High-Resolution Programmable Scattering for Wireless Coverage Enhancement: An Indoor Field Trial Campaign
https://arxiv.org/abs/2112.11194
Thank you Professor Bjornson for your dedicated efforts in helping us understand the theory of Reconfigurable Intelligent Surfaces (RIS). I was recently reading an article [Intelligently Wireless Batteryless RF-Powered Reconfigurable Surface: Theory, Implementation & Limitations, DOI link: 10.1109/TWC.2022.3222733], where the authors mention that the signal models commonly used in literature tend to overlook certain parameters, such as antenna structural mode and reflection efficiency. In your opinion, do you think this is indeed the case, or are these parameters implicitly included in the models we commonly find in the literature ?
The system models in the literature feature varying degrees of simplifications. One can view it as approximations that are made to enable algorithmic development and extracting qualitative insights.
If we focus on the RIS elements, you can have a look at Figure 1 in https://arxiv.org/pdf/2102.00742.pdf
The phase and amplitude responses of a particular kind of element is shown in this example. Many papers assume that all states that we can select for an element have the same amplitude response, but this won’t be the case (unless the element has 0 Ohm resistance).
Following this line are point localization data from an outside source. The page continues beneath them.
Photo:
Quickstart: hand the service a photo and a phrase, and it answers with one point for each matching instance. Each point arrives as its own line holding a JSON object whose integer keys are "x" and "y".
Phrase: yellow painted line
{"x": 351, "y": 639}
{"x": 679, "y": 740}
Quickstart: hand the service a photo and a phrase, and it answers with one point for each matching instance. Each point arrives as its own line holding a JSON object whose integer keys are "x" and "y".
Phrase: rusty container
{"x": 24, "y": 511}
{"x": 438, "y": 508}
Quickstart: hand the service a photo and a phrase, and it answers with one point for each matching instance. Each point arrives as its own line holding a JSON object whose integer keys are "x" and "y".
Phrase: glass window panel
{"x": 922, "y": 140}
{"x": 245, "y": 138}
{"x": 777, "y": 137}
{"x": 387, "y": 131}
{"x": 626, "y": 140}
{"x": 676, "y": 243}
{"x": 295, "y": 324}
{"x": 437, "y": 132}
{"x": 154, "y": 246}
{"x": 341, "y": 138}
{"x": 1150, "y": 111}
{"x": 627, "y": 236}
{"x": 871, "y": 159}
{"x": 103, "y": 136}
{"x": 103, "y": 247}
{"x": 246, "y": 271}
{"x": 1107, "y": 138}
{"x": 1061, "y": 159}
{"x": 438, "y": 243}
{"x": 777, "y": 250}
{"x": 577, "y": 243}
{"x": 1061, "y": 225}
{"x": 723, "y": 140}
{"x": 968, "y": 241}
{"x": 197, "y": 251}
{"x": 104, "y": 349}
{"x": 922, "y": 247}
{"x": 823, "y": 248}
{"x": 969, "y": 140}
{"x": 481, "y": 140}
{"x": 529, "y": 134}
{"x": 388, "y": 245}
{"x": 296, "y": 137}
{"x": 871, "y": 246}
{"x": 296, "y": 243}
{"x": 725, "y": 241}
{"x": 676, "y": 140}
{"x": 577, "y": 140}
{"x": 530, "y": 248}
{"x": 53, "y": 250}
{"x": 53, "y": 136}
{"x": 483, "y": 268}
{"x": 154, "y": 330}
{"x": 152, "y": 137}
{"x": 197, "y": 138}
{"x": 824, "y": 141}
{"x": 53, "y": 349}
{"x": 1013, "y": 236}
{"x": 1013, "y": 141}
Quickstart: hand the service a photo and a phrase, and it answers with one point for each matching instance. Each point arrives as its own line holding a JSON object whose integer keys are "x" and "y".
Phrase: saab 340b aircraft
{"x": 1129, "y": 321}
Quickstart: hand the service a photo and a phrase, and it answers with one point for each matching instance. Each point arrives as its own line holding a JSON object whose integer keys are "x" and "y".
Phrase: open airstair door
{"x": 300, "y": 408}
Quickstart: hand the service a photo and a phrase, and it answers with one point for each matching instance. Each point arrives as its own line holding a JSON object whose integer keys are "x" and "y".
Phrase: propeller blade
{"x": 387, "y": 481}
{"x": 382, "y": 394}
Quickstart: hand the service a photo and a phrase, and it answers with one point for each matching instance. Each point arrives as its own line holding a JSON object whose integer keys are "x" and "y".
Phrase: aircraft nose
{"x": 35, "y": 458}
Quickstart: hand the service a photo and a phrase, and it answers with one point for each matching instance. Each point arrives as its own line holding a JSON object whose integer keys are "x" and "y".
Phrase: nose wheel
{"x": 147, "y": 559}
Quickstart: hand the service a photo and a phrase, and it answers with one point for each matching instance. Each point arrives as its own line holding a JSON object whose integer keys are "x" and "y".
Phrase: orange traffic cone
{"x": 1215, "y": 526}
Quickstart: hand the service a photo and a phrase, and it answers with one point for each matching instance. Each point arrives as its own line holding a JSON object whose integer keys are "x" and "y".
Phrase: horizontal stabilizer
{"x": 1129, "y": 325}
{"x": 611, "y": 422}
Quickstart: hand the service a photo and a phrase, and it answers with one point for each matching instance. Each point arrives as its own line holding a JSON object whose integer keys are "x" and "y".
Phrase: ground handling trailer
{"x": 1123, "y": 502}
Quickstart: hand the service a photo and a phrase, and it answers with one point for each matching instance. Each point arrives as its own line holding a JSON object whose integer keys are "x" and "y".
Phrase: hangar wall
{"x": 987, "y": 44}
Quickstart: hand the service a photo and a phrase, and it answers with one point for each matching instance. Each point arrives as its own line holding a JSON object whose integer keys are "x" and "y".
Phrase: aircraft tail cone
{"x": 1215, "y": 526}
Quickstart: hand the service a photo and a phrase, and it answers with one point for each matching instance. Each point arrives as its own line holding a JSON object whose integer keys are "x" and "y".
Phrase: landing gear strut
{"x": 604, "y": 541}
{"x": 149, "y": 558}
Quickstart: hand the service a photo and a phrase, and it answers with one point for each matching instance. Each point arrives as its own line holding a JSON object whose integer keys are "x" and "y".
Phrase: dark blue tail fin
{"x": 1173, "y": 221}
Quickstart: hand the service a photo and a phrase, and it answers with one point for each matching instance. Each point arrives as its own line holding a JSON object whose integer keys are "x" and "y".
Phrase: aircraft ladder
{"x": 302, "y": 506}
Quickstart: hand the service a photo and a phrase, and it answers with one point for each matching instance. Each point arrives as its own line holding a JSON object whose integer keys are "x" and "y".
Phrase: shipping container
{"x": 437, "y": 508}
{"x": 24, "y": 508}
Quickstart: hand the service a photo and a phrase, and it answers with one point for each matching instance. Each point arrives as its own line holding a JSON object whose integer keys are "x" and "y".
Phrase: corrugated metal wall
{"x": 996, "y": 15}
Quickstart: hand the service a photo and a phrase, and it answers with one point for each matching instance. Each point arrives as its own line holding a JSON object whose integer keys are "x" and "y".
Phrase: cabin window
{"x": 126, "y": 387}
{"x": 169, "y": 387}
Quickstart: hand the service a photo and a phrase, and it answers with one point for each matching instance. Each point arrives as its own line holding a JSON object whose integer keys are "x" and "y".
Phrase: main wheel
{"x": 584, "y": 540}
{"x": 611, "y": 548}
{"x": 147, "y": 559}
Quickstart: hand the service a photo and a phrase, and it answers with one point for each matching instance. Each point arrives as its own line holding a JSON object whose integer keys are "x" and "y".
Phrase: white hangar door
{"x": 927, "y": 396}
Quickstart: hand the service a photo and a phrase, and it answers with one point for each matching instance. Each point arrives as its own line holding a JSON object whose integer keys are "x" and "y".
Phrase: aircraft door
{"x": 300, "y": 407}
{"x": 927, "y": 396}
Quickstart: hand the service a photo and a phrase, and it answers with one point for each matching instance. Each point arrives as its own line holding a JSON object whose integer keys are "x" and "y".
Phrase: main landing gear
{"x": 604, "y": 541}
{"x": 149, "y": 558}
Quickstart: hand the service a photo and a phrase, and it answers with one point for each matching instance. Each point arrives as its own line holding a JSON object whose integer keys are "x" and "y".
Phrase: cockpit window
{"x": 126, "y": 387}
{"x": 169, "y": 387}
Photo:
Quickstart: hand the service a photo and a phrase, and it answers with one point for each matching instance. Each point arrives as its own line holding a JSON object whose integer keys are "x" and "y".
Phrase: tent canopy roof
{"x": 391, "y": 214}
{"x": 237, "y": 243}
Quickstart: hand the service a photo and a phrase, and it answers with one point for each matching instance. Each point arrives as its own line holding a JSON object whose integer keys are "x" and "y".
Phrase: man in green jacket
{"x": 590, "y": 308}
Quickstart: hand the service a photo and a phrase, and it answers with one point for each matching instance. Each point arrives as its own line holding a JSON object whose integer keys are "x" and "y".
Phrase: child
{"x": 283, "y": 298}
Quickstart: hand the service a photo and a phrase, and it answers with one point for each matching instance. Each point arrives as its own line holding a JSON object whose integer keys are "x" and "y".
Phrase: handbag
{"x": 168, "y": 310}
However, the difference is “only” 1.5 dB in this example, so it might be ok to neglect it when developing algorithms and basic theory.
Moreover, the phase response curves are not linear, as assumed in many papers, but this property holds in an interval around 3 GHz in the example, so it is a reasonable approximation if we don’t use huge amounts of spectrum.
Other properties that one could consider is how the “antenna” gain of an element depend on the incident angle and how mutual coupling can appear across closely spaced elements. The gain issue could be implicitly included in the pathloss model, while the coupling would actually change the modeling.
I think a good practice is to start analyzing a problem using simplified models and then progressively refine the models. One risk with is that researchers “get stuck” with the simple/tractable models.